New ways to value solar
The last two ways of valuing solar, Mahrer said, are forward-looking. One separates the retail price of electricity. It pays solar owners for the value their site-generated electricity adds to the grid and charges them the same as all other utility customers for their use of grid electricity.
This value of solar concept was first introduced by Austin Energy in 2012. This year, Minnesota made it a law which is now being studied by Xcel Energy and Minnesota Power.
SEPA’s fifth option is Transactive Energy Services, as developed in research by San Diego Gas and Electric, the EPIC Center, Black & Veatch, and Clean Power Research. Though not yet implemented, It is “a broad sweeping reform of current rate design" that considers the full range of energy attributes and services provided by both utilities and customers. And it incorporates “detailed menus of electricity costs, benefits and services.”
“Transactive Energy Services could have a whole series of numbers that could be generated on an annual basis or on a near real-time basis, depending on the market,” Mahrer said. “It is not available today but there will be a lot of enabling technologies, through the advanced metering infrastructure being put in place today, or other types of communication technologies, and it is where the industry has to go.”
“Today you buy electricity as a bundled product but it is being unbundled,” Taylor added. “The interim step is probably time-of-use rates that Sacramento Municipal Utility District is working on, to send smarter market signals for consumption and generation.
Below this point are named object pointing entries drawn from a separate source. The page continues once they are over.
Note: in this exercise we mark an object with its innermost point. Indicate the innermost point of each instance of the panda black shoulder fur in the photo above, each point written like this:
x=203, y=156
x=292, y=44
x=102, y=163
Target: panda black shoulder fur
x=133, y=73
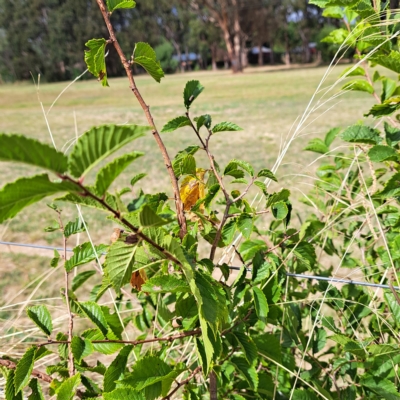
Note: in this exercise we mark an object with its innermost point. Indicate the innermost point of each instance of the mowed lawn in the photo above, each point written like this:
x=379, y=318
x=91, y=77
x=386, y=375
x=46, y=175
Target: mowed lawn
x=268, y=104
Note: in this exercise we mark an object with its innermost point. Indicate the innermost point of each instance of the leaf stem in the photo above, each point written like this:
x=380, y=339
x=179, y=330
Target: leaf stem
x=182, y=383
x=149, y=116
x=71, y=368
x=131, y=342
x=118, y=215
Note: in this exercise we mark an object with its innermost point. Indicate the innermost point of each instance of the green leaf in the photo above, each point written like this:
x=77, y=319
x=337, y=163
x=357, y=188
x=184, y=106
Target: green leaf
x=191, y=92
x=104, y=348
x=55, y=260
x=317, y=146
x=331, y=135
x=89, y=202
x=247, y=345
x=137, y=178
x=234, y=164
x=361, y=134
x=390, y=61
x=149, y=371
x=386, y=108
x=24, y=369
x=260, y=304
x=17, y=195
x=175, y=124
x=81, y=278
x=98, y=143
x=247, y=370
x=203, y=120
x=333, y=12
x=249, y=248
x=226, y=127
x=392, y=187
x=84, y=254
x=30, y=151
x=267, y=174
x=384, y=388
x=148, y=218
x=124, y=394
x=270, y=346
x=116, y=369
x=360, y=85
x=392, y=134
x=115, y=4
x=40, y=315
x=74, y=227
x=304, y=394
x=10, y=387
x=81, y=348
x=165, y=284
x=95, y=59
x=381, y=153
x=245, y=225
x=36, y=393
x=353, y=71
x=119, y=262
x=188, y=166
x=388, y=88
x=67, y=390
x=338, y=36
x=144, y=55
x=280, y=210
x=107, y=175
x=393, y=306
x=94, y=312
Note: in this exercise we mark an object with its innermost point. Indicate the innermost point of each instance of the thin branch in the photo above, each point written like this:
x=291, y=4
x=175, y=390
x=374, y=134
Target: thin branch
x=240, y=197
x=35, y=373
x=182, y=383
x=256, y=213
x=132, y=342
x=146, y=110
x=282, y=241
x=71, y=368
x=118, y=215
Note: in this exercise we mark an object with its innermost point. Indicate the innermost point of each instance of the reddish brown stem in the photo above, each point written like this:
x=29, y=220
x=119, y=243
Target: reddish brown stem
x=184, y=382
x=132, y=342
x=117, y=214
x=35, y=373
x=146, y=110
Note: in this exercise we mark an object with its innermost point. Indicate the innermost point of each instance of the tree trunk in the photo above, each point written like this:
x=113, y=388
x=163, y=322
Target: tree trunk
x=260, y=55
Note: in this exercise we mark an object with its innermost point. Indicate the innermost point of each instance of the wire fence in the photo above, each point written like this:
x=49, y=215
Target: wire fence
x=299, y=276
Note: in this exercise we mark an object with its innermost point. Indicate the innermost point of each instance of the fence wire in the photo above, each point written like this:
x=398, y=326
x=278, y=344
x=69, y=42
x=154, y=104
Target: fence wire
x=299, y=276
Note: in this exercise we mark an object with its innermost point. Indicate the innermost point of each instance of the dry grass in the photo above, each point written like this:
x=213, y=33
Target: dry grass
x=265, y=104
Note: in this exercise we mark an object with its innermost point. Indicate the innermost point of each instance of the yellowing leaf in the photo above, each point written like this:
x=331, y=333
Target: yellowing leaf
x=192, y=189
x=138, y=278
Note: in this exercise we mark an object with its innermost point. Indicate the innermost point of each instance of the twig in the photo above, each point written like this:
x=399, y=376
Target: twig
x=228, y=199
x=256, y=213
x=71, y=368
x=245, y=190
x=132, y=342
x=118, y=215
x=35, y=373
x=213, y=386
x=182, y=383
x=146, y=110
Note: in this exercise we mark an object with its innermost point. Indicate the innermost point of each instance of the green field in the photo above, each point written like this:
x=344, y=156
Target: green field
x=267, y=103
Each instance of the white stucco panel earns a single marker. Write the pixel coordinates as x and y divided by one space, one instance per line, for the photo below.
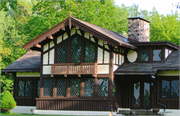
45 58
100 42
115 67
65 36
73 31
106 57
59 39
45 47
103 69
51 44
100 55
46 69
132 55
86 35
51 61
28 74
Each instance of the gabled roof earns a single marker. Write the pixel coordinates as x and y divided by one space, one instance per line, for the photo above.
28 62
172 63
110 37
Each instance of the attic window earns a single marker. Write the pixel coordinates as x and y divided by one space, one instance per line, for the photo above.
144 55
157 55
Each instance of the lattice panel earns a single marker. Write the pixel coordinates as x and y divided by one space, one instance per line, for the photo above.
62 53
61 87
175 89
102 87
76 50
165 89
88 87
21 88
144 55
48 87
89 52
74 87
114 89
28 88
146 94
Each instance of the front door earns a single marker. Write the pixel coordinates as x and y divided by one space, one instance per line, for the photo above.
141 94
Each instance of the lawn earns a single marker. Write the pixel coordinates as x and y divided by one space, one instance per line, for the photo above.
17 114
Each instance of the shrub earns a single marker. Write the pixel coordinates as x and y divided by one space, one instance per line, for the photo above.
7 101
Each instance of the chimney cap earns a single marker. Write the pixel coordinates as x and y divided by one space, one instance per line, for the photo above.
138 18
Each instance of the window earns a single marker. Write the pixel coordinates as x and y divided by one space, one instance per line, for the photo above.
88 87
76 50
24 88
144 55
61 87
74 87
89 53
62 53
157 55
103 87
170 89
48 87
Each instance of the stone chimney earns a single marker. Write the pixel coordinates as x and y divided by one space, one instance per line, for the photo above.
139 29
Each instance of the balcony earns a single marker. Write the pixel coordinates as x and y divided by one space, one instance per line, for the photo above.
73 69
That is a transition toward a very sophisticated and wholly conceptual future that will require smart meters, a smart grid, sophisticated customers, and solar people who can explain it to customers.”
Transactive Energy Services is similar to the mass customization used by manufacturers to allow customers to place orders for standard products with customized attributes at little incremental cost, Mahrer said. “Today, customers want a customized product from utilities that may have a solar attribute, an efficiency attribute, a rate that conforms with their behavior, an energy management system, a demand response rate, electric vehicle charging, or storage.”
Community solar is a first step toward mass customization, Mahrer added. Utilities are beginning to realize it is not a good idea to send customers who don’t have the means to build solar on their rooftops to other providers. Instead, they can build a solar project and market either panels or kilowatts from it to their customers.
This will be an especially important approach after December 31, 2016, when the 30% investment tax credit (ITC) drops to 10%, according to the SEPA paper. The tax equity available to institutional investors has been vital to the accumulation of the capital needed to build utility-scale solar projects.
Without the ITC, the utility-scale solar market could change drastically. This is part of why utilities’ have been reluctant about solar, according to Mahrer. “Utilities have been slower to react to solar because the rules of engagement are not clear,” he said. “A lot of questions remain unanswered and, unsurprisingly, utilities have resisted going first.”
But “utilities can be expected to evolve and streamline offerings,” the SEPA paper concludes. “At a minimum these designs will have to respond to customers’ needs without adversely affecting retail rates, while offering new revenue and partnership opportunities for utilities and the solar industry.”
The ultimate best practices have not yet emerged but SEPA proposes responding to the uncertainties not by ignoring solar but by planning for it, Mahrer said. “We underscore the need for a planned transition strategy.”